Finding Meaning In Spite of the Ache

So what do we do? At the end of the day, Solomon said this:

The end of the matter; all has been heard. Fear God and keep his commandments, for this is the whole duty of man. – Ecclesiastes 12:13

First, we need to see that Solomon saw walking with God as the key to life. Jesus came to us to show us what it meant to know God, to abide with God and walk with Him.

Second, the thrust of the New Testament isn’t focused on this world meeting your greatest longings. The secret of the early church was their focus on being in the presence of God. Jesus taught his disciples that God was preparing a place for them. Another life was coming when they would live in the very presence of God. And it was that life that held the promise to fulfill the greatest longings of our souls.

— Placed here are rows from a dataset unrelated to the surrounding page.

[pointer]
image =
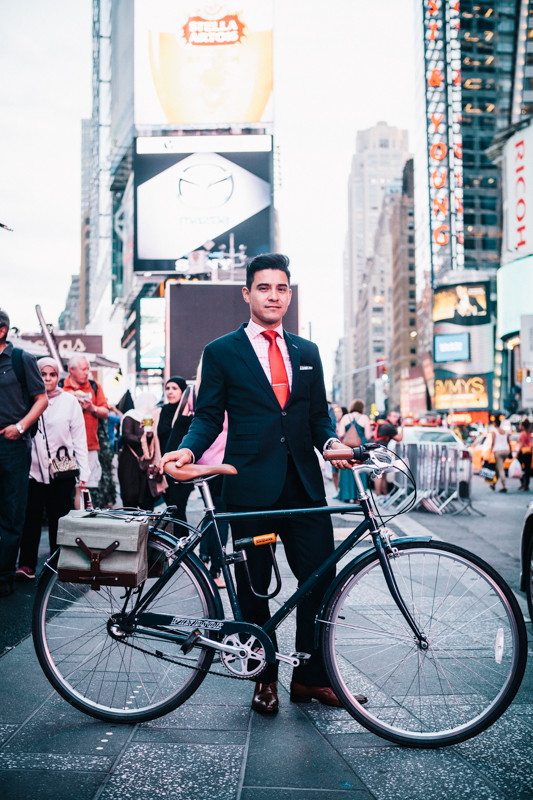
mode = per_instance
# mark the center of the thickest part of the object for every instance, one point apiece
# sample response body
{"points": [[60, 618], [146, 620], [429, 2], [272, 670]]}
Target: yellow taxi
{"points": [[481, 450]]}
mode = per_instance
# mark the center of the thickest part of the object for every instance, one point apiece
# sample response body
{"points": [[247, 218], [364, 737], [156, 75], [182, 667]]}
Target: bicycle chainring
{"points": [[251, 665]]}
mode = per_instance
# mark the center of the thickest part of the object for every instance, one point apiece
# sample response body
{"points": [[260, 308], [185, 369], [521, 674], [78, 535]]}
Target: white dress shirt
{"points": [[261, 345]]}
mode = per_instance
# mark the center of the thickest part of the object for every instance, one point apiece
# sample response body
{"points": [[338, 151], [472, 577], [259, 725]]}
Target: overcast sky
{"points": [[340, 66]]}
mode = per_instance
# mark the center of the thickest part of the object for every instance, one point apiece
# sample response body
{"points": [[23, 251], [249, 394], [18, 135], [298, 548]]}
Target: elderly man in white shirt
{"points": [[61, 426]]}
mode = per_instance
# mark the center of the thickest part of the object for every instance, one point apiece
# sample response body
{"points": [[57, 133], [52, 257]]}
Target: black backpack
{"points": [[18, 369]]}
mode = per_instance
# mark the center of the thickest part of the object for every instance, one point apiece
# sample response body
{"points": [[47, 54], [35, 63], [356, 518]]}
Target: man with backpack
{"points": [[22, 401], [94, 406]]}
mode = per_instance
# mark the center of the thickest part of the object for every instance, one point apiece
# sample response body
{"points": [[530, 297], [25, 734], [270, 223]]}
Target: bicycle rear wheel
{"points": [[477, 645], [110, 679]]}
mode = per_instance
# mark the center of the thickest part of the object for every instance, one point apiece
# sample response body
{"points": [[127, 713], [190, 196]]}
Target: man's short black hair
{"points": [[4, 320], [267, 261]]}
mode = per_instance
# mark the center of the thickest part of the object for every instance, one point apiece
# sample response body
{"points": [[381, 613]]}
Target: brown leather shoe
{"points": [[265, 699], [324, 694]]}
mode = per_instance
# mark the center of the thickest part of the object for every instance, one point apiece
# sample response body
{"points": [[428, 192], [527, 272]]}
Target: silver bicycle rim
{"points": [[108, 675], [473, 645]]}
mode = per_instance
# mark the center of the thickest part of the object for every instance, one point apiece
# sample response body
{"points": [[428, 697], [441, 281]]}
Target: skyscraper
{"points": [[381, 152]]}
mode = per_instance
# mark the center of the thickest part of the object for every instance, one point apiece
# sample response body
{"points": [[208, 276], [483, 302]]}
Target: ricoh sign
{"points": [[518, 196]]}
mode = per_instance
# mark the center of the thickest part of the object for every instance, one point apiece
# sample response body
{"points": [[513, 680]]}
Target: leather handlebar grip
{"points": [[337, 455]]}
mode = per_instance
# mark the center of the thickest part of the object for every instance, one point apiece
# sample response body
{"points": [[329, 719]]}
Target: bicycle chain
{"points": [[161, 657]]}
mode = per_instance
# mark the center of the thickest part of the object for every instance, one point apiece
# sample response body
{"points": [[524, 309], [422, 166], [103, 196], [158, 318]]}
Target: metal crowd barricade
{"points": [[443, 475]]}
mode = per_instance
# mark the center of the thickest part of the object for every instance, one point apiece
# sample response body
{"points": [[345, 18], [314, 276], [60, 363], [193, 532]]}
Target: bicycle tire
{"points": [[477, 650], [528, 568], [104, 677]]}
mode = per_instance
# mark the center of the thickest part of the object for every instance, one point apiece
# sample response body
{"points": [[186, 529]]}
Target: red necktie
{"points": [[280, 380]]}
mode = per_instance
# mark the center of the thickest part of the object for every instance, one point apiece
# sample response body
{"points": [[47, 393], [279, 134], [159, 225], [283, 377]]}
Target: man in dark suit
{"points": [[271, 385]]}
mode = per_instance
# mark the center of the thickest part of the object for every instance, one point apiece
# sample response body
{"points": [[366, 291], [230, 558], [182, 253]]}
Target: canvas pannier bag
{"points": [[102, 550]]}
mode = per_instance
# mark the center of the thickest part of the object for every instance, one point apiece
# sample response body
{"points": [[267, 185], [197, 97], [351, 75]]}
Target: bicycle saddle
{"points": [[193, 472]]}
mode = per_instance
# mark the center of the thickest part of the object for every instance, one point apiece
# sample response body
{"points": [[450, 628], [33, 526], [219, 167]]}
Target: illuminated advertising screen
{"points": [[442, 52], [464, 304], [152, 333], [203, 63], [461, 393], [452, 347], [186, 195]]}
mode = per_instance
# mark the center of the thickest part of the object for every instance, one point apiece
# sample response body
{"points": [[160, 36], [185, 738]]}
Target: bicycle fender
{"points": [[346, 571]]}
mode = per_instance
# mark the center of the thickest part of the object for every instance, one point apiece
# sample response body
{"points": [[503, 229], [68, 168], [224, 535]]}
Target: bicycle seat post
{"points": [[206, 495]]}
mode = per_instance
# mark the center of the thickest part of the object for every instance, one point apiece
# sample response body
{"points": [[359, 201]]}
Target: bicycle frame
{"points": [[369, 524]]}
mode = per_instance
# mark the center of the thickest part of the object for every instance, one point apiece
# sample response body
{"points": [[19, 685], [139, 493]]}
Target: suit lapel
{"points": [[247, 353], [294, 353]]}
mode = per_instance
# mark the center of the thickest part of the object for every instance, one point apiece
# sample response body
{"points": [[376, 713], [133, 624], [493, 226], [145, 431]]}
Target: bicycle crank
{"points": [[244, 660]]}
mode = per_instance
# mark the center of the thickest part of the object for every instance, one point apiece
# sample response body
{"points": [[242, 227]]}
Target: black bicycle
{"points": [[429, 632]]}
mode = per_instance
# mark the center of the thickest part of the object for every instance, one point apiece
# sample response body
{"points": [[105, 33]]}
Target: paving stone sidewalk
{"points": [[214, 747]]}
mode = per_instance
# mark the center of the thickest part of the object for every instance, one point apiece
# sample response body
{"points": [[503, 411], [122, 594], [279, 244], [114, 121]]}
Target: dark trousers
{"points": [[56, 497], [308, 542], [15, 460]]}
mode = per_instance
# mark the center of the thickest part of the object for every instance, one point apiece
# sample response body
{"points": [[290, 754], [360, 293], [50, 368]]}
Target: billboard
{"points": [[203, 63], [518, 196], [199, 312], [463, 392], [186, 195], [463, 304], [442, 60], [152, 333], [452, 347]]}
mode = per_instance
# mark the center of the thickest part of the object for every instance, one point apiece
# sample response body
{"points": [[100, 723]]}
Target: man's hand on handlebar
{"points": [[339, 463], [181, 457]]}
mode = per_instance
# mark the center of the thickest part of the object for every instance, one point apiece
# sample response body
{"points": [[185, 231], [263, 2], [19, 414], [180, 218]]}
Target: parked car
{"points": [[481, 450], [526, 560], [425, 434]]}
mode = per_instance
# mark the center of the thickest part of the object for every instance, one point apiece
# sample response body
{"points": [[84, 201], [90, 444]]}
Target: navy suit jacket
{"points": [[259, 430]]}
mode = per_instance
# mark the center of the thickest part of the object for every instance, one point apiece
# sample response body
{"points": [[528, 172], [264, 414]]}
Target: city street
{"points": [[215, 747]]}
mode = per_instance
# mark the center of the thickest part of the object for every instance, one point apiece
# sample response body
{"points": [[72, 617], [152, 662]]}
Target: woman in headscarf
{"points": [[174, 423], [139, 454], [60, 426]]}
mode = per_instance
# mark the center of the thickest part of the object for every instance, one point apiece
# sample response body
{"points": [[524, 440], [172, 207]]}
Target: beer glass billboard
{"points": [[203, 63]]}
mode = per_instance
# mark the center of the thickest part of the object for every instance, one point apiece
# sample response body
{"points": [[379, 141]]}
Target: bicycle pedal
{"points": [[189, 642], [303, 658]]}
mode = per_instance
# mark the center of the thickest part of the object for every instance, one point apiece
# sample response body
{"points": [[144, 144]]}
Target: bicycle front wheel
{"points": [[126, 680], [477, 650]]}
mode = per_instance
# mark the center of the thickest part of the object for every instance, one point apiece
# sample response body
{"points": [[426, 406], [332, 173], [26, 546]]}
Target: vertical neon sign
{"points": [[443, 120]]}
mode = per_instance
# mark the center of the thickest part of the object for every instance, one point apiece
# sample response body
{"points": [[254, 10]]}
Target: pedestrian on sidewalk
{"points": [[271, 385], [357, 424], [139, 455], [174, 423], [61, 434], [23, 401], [92, 400], [501, 447], [524, 453]]}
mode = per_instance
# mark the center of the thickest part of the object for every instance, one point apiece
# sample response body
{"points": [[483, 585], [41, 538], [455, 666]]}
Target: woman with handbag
{"points": [[139, 455], [524, 453], [174, 423], [58, 455], [353, 430]]}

The Apostle Paul emphasized this in his letter to the church in Philippi. He said this:

For to me, to live is Christ, and to die is gain…My desire is to depart and be with Christ, for that is far better. – Phil. 1:21,23

I don’t know if anyone has ever told this to you before, but it’s OK to ache. It’s actually normal to feel an ache even when life is going well, when you experience success and even relational fulfillment with Christ and others.

Your ache won’t be totally subdued until you live in the literal presence of God. That’s what you were designed for. That’s where your hope is at. Everything in this life is a foretaste of what you will have one day. Marriage and sex is a foretaste. Good wine and good food is a foretaste. Good relationships are a foretaste. And a foretaste is just a sampling of what one day will be reality.